Why the Fed Didn't Try Harder on AIG

The article also includes fascinating terms like "backdoor bailout" and "misuse of assets", btw.


The Federal Reserve Bank of New York paid French banks 100 cents on the dollar to settle trades with American International Group Inc. in November 2008, the same month an AIG competitor negotiated payments of less than a third of that to retire similar bets.

The decision to pay in full came after France’s bank regulator insisted that Societe Generale SA and Credit Agricole SA’s Calyon unit would be violating French law if they accepted less than they were owed, the New York Fed told a special inspector general. The Fed, which had rescued the insurer two months earlier after the collapse of Lehman Brothers Holdings Inc., paid face value to all 16 of AIG’s counterparties, including Goldman Sachs Group Inc., a move that may have cost U.S. taxpayers as much as $43.5 billion.

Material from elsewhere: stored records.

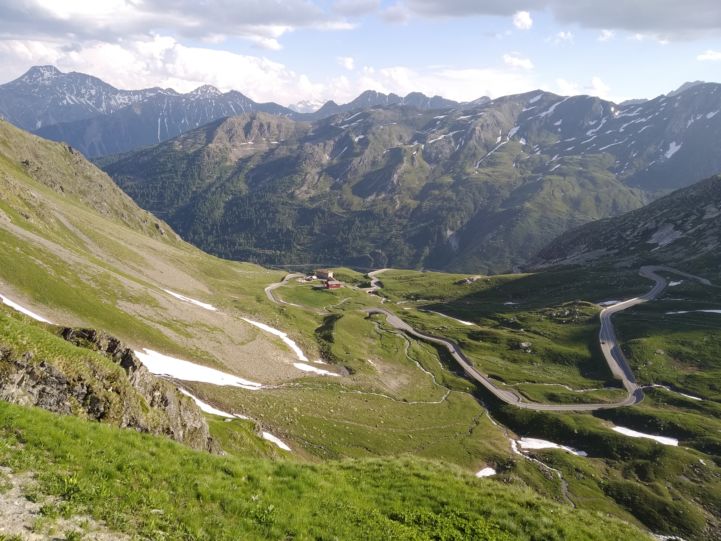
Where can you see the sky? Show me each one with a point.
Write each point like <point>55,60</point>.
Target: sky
<point>291,51</point>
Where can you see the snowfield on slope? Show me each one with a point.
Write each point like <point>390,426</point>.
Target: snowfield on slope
<point>15,306</point>
<point>183,298</point>
<point>303,365</point>
<point>207,408</point>
<point>635,434</point>
<point>486,472</point>
<point>533,443</point>
<point>164,365</point>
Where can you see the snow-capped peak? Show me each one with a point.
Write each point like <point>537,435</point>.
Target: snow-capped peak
<point>205,91</point>
<point>38,74</point>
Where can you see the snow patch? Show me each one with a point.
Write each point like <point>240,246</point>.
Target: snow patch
<point>308,368</point>
<point>665,235</point>
<point>164,365</point>
<point>673,148</point>
<point>280,334</point>
<point>207,408</point>
<point>183,298</point>
<point>15,306</point>
<point>635,434</point>
<point>534,443</point>
<point>692,311</point>
<point>486,472</point>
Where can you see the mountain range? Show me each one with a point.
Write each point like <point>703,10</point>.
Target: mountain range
<point>477,188</point>
<point>99,119</point>
<point>311,395</point>
<point>681,229</point>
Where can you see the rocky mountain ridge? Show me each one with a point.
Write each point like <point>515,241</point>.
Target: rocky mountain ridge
<point>681,229</point>
<point>477,188</point>
<point>142,402</point>
<point>99,119</point>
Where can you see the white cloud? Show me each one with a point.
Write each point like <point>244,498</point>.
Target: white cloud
<point>709,55</point>
<point>515,60</point>
<point>596,87</point>
<point>262,23</point>
<point>347,62</point>
<point>462,84</point>
<point>599,88</point>
<point>561,37</point>
<point>163,61</point>
<point>568,88</point>
<point>692,19</point>
<point>522,20</point>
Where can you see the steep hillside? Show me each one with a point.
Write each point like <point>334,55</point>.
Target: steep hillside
<point>371,98</point>
<point>682,229</point>
<point>152,120</point>
<point>291,370</point>
<point>481,187</point>
<point>153,489</point>
<point>44,95</point>
<point>383,187</point>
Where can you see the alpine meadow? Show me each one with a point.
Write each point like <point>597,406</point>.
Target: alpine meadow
<point>360,270</point>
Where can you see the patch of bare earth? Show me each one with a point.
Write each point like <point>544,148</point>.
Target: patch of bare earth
<point>21,517</point>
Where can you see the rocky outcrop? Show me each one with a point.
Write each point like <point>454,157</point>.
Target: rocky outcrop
<point>139,401</point>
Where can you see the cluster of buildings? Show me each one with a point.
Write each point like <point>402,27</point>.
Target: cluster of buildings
<point>327,277</point>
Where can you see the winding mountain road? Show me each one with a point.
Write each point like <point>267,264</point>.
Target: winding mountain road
<point>272,287</point>
<point>611,349</point>
<point>617,362</point>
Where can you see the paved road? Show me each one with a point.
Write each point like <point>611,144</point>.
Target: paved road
<point>612,352</point>
<point>617,362</point>
<point>375,281</point>
<point>269,290</point>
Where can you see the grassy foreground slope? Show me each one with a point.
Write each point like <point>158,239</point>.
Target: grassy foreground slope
<point>155,489</point>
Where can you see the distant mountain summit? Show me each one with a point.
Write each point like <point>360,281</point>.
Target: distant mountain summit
<point>44,95</point>
<point>371,98</point>
<point>99,119</point>
<point>682,229</point>
<point>478,187</point>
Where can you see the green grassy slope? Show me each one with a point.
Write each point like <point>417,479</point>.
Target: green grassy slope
<point>155,489</point>
<point>390,187</point>
<point>396,397</point>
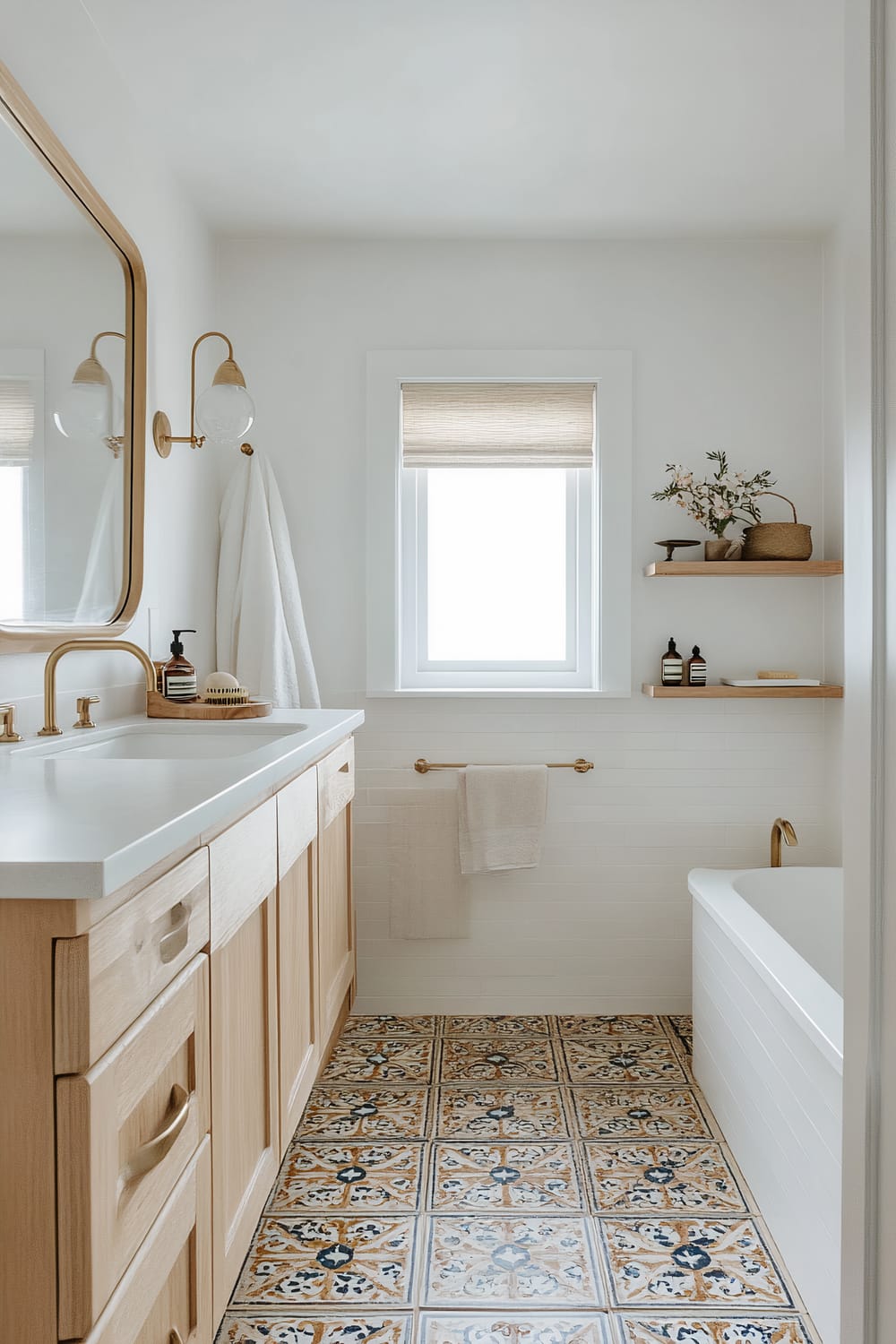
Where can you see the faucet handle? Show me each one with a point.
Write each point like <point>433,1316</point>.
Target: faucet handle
<point>8,719</point>
<point>82,704</point>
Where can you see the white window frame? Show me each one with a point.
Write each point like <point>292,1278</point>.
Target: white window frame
<point>605,664</point>
<point>30,365</point>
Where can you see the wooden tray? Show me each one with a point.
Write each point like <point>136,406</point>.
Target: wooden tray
<point>158,707</point>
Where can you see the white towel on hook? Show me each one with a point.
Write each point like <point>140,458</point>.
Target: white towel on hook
<point>261,626</point>
<point>501,816</point>
<point>427,894</point>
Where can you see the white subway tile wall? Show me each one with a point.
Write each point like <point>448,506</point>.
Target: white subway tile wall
<point>603,924</point>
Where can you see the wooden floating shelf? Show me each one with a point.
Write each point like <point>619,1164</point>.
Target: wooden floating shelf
<point>743,693</point>
<point>745,569</point>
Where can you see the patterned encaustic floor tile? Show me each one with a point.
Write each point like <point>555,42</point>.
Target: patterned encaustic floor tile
<point>389,1024</point>
<point>366,1113</point>
<point>314,1330</point>
<point>330,1261</point>
<point>355,1177</point>
<point>511,1179</point>
<point>696,1261</point>
<point>506,1328</point>
<point>632,1059</point>
<point>497,1058</point>
<point>640,1113</point>
<point>645,1177</point>
<point>509,1261</point>
<point>610,1026</point>
<point>501,1024</point>
<point>716,1330</point>
<point>382,1059</point>
<point>500,1113</point>
<point>521,1177</point>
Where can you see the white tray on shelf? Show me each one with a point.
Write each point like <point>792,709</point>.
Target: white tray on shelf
<point>767,680</point>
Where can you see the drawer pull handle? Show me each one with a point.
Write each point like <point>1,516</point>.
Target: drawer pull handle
<point>172,943</point>
<point>152,1152</point>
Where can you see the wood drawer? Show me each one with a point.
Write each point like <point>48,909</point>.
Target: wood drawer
<point>166,1295</point>
<point>296,819</point>
<point>244,870</point>
<point>336,782</point>
<point>125,1132</point>
<point>108,976</point>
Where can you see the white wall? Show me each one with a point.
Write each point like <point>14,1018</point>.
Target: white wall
<point>728,351</point>
<point>85,99</point>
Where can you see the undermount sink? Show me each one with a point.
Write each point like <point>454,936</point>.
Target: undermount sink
<point>160,742</point>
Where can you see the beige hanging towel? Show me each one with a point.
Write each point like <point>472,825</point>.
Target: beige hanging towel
<point>501,816</point>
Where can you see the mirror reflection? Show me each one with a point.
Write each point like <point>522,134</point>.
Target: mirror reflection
<point>62,381</point>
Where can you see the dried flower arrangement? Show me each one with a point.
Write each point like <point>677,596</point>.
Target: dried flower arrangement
<point>720,500</point>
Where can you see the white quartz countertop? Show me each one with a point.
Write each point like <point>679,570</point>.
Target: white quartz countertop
<point>75,828</point>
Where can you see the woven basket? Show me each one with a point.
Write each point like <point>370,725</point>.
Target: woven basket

French law didn’t stop Societe Generale and BNP Paribas SA from taking $1 billion to settle $3.5 billion of trades the same month with New York-based bond insurer Ambac Financial Group Inc., according to three people familiar with the matter. Ambac’s ability to negotiate a discount while the central bank of the world’s biggest economy didn’t adds another question for lawmakers as they examine the most contentious transaction of the government’s bailout of the U.S. banking system.

“The Fed could have tried a little harder to get the French banks to take less than 100 cents on the dollar,” said U.S. Representative Brad Miller, a North Carolina Democrat on the House Financial Services Committee, in an interview. “This creates the impression among the American people that the purpose was not to protect taxpayers or the economy but to protect the counterparty financial institutions.”

Well it is obvious what happened here, isn't it? The Fed didn't try because it didn't want to. One must evaluate what could have driven them to take over on AIG and arrange a 100% counterparty bailout. To determine that, it might be useful to look at who benefited from such an arrangement. Was it the taxpayer who was doing the bailing out? FAIL, try again. Was it Goldman Sachs who got $13 billion in taxpayer money? You're getting warmer, don't forget to peg the funny-looking elf asshat with the tax problem who arranged the whole thing.

Obvious yet?

Jr Deputy Accountant

Some say he’s half man half fish, others say he’s more of a seventy/thirty split. Either way he’s a fishy bastard.


Anonymous said...

L. Cassius ille quem populus Romanus verissimum et sapientissimum iudicem putabat identidem in causis quaerere solebat ‘cui bono’ fuisset.

The famous Lucius Cassius, whom the Roman people used to regard as a very honest and wise judge, was in the habit of asking, time and again, ‘To whose benefit?’

(Ecclesiastes 1:9-14 NIV) What has been will be again, what has been done will be done again; there is nothing new under the sun.